2 Guns runs a DTS-HD 5.1 audio track, and it is always a good thing to see that “DTS-HD’ or “Dolby TrueHD” listed on a Blu Ray’s audio specs as they are both the top of the line when it comes to home entertainment audio. For those with 7.1 systems, I would be a bit disappointed that this did not come with a 7.1 audio track, as the sound is really the strongest point of this release. However, even with the 5.1 track, the sound is incredible. This has a lot to do with the content of the film, which is packed with shootouts and explosions for most of the film. The dialogue was incredibly clear through my center speaker, which was a plus. Often with a louder film like this one, you would find yourself constantly adjusting the volume to find the right mix of the louder action and the softer dialogue, but I jumped right into watching this at a constant volume with no clarity issues. Again, the standout scene from an audio perspective comes at the end of the film, where the end scene features Apache helicopters, thousands of flying bullets, and multiple explosions. It is ultimately one of the better sounding action movies I have seen recently, and the final sequence is a great chance to push your system and see it reach its full potential.

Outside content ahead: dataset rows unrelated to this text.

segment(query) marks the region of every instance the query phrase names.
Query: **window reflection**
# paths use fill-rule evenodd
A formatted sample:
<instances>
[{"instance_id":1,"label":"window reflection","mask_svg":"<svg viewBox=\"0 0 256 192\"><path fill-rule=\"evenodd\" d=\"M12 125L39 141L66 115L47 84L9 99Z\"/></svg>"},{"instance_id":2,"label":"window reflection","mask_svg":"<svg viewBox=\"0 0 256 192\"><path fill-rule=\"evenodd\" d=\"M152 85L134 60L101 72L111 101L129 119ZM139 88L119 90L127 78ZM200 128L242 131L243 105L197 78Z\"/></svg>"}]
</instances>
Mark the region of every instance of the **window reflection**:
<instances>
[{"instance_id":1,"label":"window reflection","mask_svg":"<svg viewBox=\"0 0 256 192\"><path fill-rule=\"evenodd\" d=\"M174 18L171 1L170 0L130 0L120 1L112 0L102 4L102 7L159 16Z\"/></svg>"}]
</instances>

The extras on this release are far from excellent, and are certainly the low point. The Blu Ray/DVD Combo pack includes the standard “Deleted and Extended Scenes” (12 minutes), as well as a commentary track with Director Baltasar Kormákur and Producer Adam Siegel, as well as a few short features on the making of the film. the deleted scenes do not offer much to the film, but would be fun for fans. The commentary is very dull to start and somewhat reserved. Kormákur seems very uninterested, as he often defers to Siegel, who rambles on very quickly throughout the commentary (too quickly for me). I must admit, I am not a huge fan of the commentary tracks on these very average films as they are what they are; basic shoot-em-ups which really do not need much explaining. In a film so simple and fun as this one, there does not seem to be a need for a commentary track. Overall, I definitely would not buy this one for the extras, and the lack of extras is also a major reason why it will most likely hit the “Under $10” shelves in the coming months.



Final Verdict: Pick this one up and have some fun with it, especially if you are a fan of the leads (Washington, Wahlberg) but wait for it to hit the bargain bins or special sale shelves before you buy!